Parke picks out Ben Merchant (former U13 No.3, just graduated to U15), Emma Campion (David’s niece, Yorkshire U17 No.4) and Halifax-based Daniel Bray (Yorkshire U17 No.5) as the pick of his elite crop at Chapel A.Parkewall

As well as coaching, Parke is also player/managing the club’s PSL team and recently turned his hand to a bit of Harry Redknapp-style transfer ‘wheeler dealing’.

To steal the hyperbolic parlance of Sky Sports News transfer deadline day, he ‘swooped’ this summer to sign world No.14 Daryl Selby for Chapel A’s 2013/14 PSL line-up.

“I think having someone like Daryl should be pretty inspiring for everyone,” reckons Parke. “He’s a really good team player, not just a great bloke and a great player.

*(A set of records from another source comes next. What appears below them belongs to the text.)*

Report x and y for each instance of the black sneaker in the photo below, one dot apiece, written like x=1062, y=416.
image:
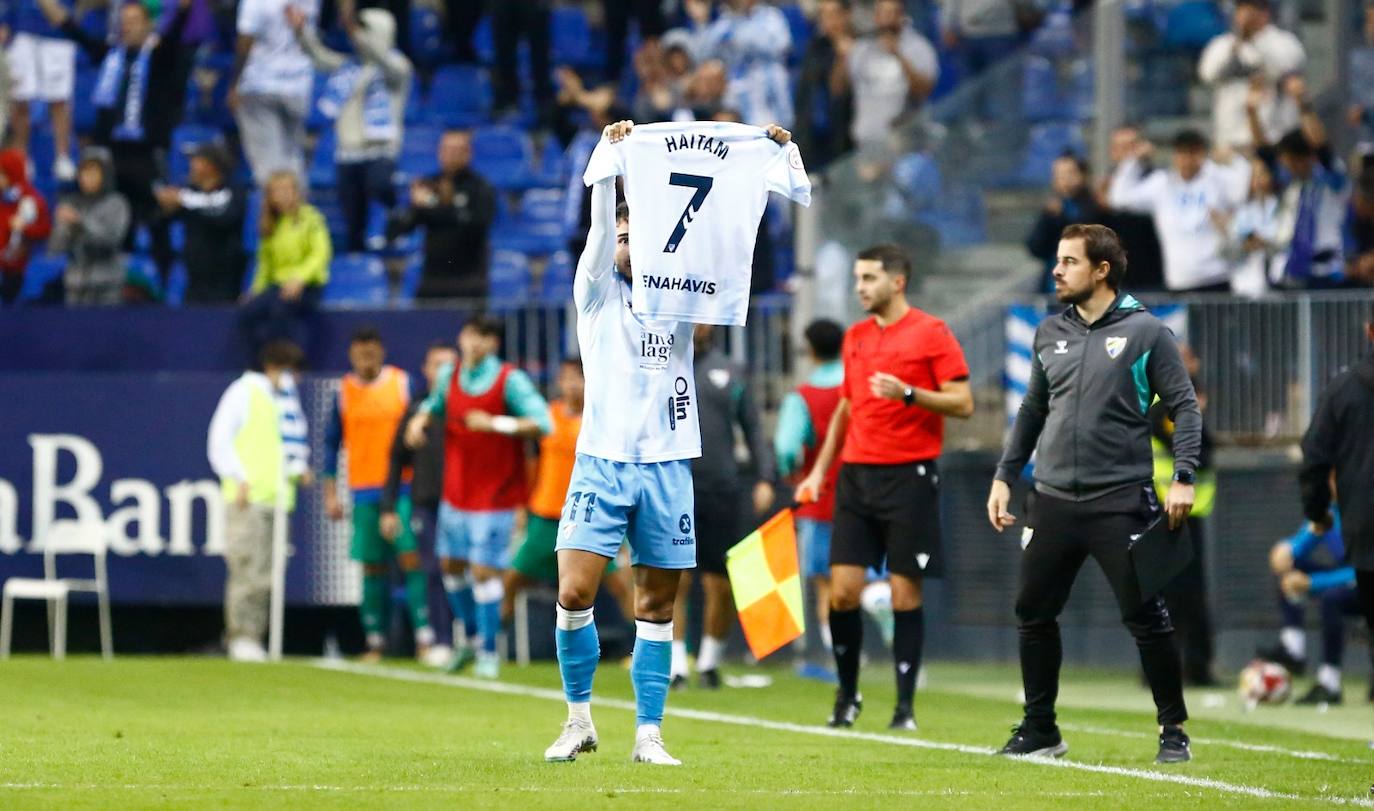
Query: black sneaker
x=1174, y=747
x=903, y=719
x=1319, y=694
x=1279, y=654
x=847, y=709
x=1028, y=741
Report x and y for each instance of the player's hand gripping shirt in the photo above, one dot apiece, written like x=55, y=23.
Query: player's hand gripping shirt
x=640, y=393
x=697, y=193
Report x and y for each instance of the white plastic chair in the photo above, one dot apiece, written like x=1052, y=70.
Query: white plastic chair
x=63, y=538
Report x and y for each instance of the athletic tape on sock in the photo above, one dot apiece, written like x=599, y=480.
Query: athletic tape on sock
x=570, y=620
x=651, y=631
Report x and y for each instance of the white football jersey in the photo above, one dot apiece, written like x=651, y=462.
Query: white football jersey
x=695, y=194
x=640, y=391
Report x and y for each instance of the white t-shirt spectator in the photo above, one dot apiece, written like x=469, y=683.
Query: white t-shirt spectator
x=1227, y=65
x=880, y=84
x=1193, y=243
x=276, y=65
x=755, y=50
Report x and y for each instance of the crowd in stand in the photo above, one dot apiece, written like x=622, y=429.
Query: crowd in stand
x=280, y=153
x=1264, y=204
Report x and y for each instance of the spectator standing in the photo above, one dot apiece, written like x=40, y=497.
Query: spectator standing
x=1340, y=441
x=511, y=22
x=425, y=466
x=258, y=426
x=1071, y=202
x=271, y=87
x=138, y=96
x=89, y=227
x=753, y=41
x=366, y=98
x=1186, y=202
x=213, y=212
x=649, y=17
x=293, y=264
x=24, y=220
x=724, y=403
x=803, y=425
x=981, y=33
x=1253, y=48
x=825, y=101
x=43, y=68
x=455, y=208
x=892, y=72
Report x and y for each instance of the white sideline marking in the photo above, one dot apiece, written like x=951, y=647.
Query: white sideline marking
x=1267, y=749
x=1201, y=782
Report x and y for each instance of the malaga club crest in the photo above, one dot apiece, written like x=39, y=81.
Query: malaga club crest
x=1115, y=345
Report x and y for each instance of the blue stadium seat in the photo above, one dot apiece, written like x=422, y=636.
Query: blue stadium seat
x=504, y=157
x=570, y=35
x=186, y=139
x=1039, y=90
x=1046, y=143
x=507, y=278
x=356, y=278
x=1191, y=25
x=322, y=161
x=428, y=37
x=459, y=95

He really pulls for the team.”

In addition to the PSL, Parke still plays in the Yorkshire League, Dutch League, Bundesliga, French League and has just been asked to play in the Durham and Cleveland League.

Midweek trips up the A1 may not quite match the glamour of playing at Wembley Conference Centre or Boston Symphony Hall in his heyday, but Parke might reflect that he’s still come a long way since he was handed that $8 cheque back in 1988.